Did your kid get glasses post-pandemic? Study says myopia rates are soaring around the world
CBC
New research shows the rate of myopia among children and teens worldwide has tripled over the past three decades, with a particularly steep increase noted since the start of the COVID-19 pandemic in 2020.
A paper in the British Journal of Ophthalmology, which reviewed 276 studies published to June 2023 from around the world, concluded that more than one in three of all children and teens are nearsighted, triple what it was in 1990.
"Emerging evidence suggests a potential association between the pandemic and accelerated vision deterioration among young adults," states the report, published in September.
The authors forecast that if the current trends continue, about 740 million children and teens — more than half globally — will be myopic by 2050.

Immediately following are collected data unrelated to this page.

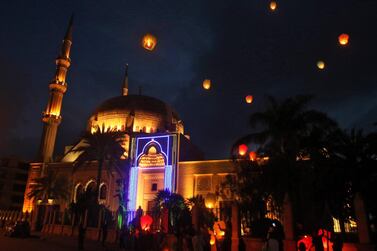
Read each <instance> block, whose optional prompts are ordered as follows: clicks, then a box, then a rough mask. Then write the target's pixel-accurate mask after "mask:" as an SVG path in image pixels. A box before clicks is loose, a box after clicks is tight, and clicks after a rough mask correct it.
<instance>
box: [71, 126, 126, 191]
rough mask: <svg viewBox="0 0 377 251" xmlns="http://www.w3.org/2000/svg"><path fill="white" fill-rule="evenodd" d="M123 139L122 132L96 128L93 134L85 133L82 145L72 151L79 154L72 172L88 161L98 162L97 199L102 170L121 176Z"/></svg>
mask: <svg viewBox="0 0 377 251" xmlns="http://www.w3.org/2000/svg"><path fill="white" fill-rule="evenodd" d="M124 137H125V134H124V132H120V131H117V130H115V129H111V128H107V129H105V128H104V126H102V128H101V127H99V126H97V128H96V129H95V131H94V132H93V133H91V132H88V131H87V132H85V133H84V134H83V136H82V144H80V145H79V146H78V147H77V148H75V149H74V150H73V151H74V152H80V153H81V154H80V156H79V157H78V158H77V160H76V161H75V164H74V171H75V170H76V169H77V168H80V167H81V166H82V165H83V164H84V163H87V162H88V161H94V160H95V161H97V162H98V169H97V178H96V182H97V183H96V191H95V192H96V195H97V197H98V194H99V188H100V183H101V175H102V170H103V169H106V171H107V172H108V174H111V172H112V171H113V170H114V169H115V171H116V172H117V173H118V174H119V175H122V174H123V173H122V171H121V169H120V164H121V157H122V155H123V154H124V148H123V147H122V142H123V141H124Z"/></svg>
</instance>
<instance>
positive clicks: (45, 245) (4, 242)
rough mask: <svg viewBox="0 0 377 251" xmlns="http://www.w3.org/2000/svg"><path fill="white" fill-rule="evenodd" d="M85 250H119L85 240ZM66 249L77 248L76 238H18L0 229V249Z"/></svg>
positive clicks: (74, 250)
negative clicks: (2, 230)
mask: <svg viewBox="0 0 377 251" xmlns="http://www.w3.org/2000/svg"><path fill="white" fill-rule="evenodd" d="M84 248H85V250H88V251H119V249H117V248H116V247H115V246H114V245H111V246H110V245H109V246H108V247H105V248H104V247H102V246H101V244H100V243H98V242H96V241H90V240H85V244H84ZM23 250H25V251H66V250H70V251H71V250H72V251H75V250H78V249H77V239H76V238H70V237H61V236H48V237H39V236H38V235H34V236H33V237H32V238H27V239H19V238H10V237H5V236H4V234H3V232H1V231H0V251H23Z"/></svg>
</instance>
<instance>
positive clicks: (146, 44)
mask: <svg viewBox="0 0 377 251" xmlns="http://www.w3.org/2000/svg"><path fill="white" fill-rule="evenodd" d="M156 44H157V38H156V37H155V36H153V35H152V34H149V33H147V34H145V35H144V37H143V39H142V40H141V45H142V46H143V47H144V49H146V50H148V51H153V49H154V47H156Z"/></svg>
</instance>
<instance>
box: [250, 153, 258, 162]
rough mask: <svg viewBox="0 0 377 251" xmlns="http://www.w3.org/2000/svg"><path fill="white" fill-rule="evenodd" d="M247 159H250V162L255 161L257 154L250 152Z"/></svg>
mask: <svg viewBox="0 0 377 251" xmlns="http://www.w3.org/2000/svg"><path fill="white" fill-rule="evenodd" d="M249 158H250V160H251V161H254V160H256V159H257V153H256V152H250V153H249Z"/></svg>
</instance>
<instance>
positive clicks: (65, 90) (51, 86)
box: [48, 80, 67, 93]
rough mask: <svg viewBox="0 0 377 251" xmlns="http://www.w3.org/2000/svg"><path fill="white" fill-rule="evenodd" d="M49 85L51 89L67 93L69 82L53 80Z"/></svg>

The paper estimates the current rate of myopia among children in Canada at roughly 25 per cent. That number is lower than the international average but it's still a significant increase from the prevalence of 17.5 per cent, concluded by University of Waterloo researchers in a paper published in early 2018.
"Myopia has increased dramatically during the period of COVID," said Lisa Christian, associate director of clinical practice at the University of Waterloo School of Optometry.
Christian said the research suggests the trends are linked to kids spending more time indoors doing what's known as "near work," such as looking at books, computers or phone screens. The strain this puts on the eye muscles can cause myopia.
"When we're indoors, we're focused on near work most of the time, we're looking at one spot," Christian told CBC News in an interview. "When we're outside, we're looking far away, so we're relaxing our eyes."
Successive studies have shown how myopia is related to too little time outdoors in childhood.
The 2018 University of Waterloo study, which focused on children aged six to 13, found that one additional hour of outdoor time per week could lower the child's odds of developing myopia by 14 per cent. "Time spent outdoors was the only child activity to have a significant impact on myopia," it stated.
Similar conclusions were reached by other research teams. A 2021 study from Australia found that spending less time outdoors during childhood was associated with a higher risk of myopia in young adulthood, while a 2022 study from Germany found myopia in children was significantly associated with less frequent outdoor activity.
According to Christian, the research suggests that children should spend one to two hours per day outdoors to protect their eyes against the onset of myopia.
And that time does not need to be consecutive — shorter periods of outdoor activity, like walking to school, being outside at recess and lunchtime, and playing outdoors after school all add up.
Being outdoors not only provides eye muscles with a needed break from near work, there is also evidence that the quality and intensity of outdoor light can protect against myopia, said Dr. Asim Ali, ophthalmologist-in-chief at SickKids Hospital in Toronto.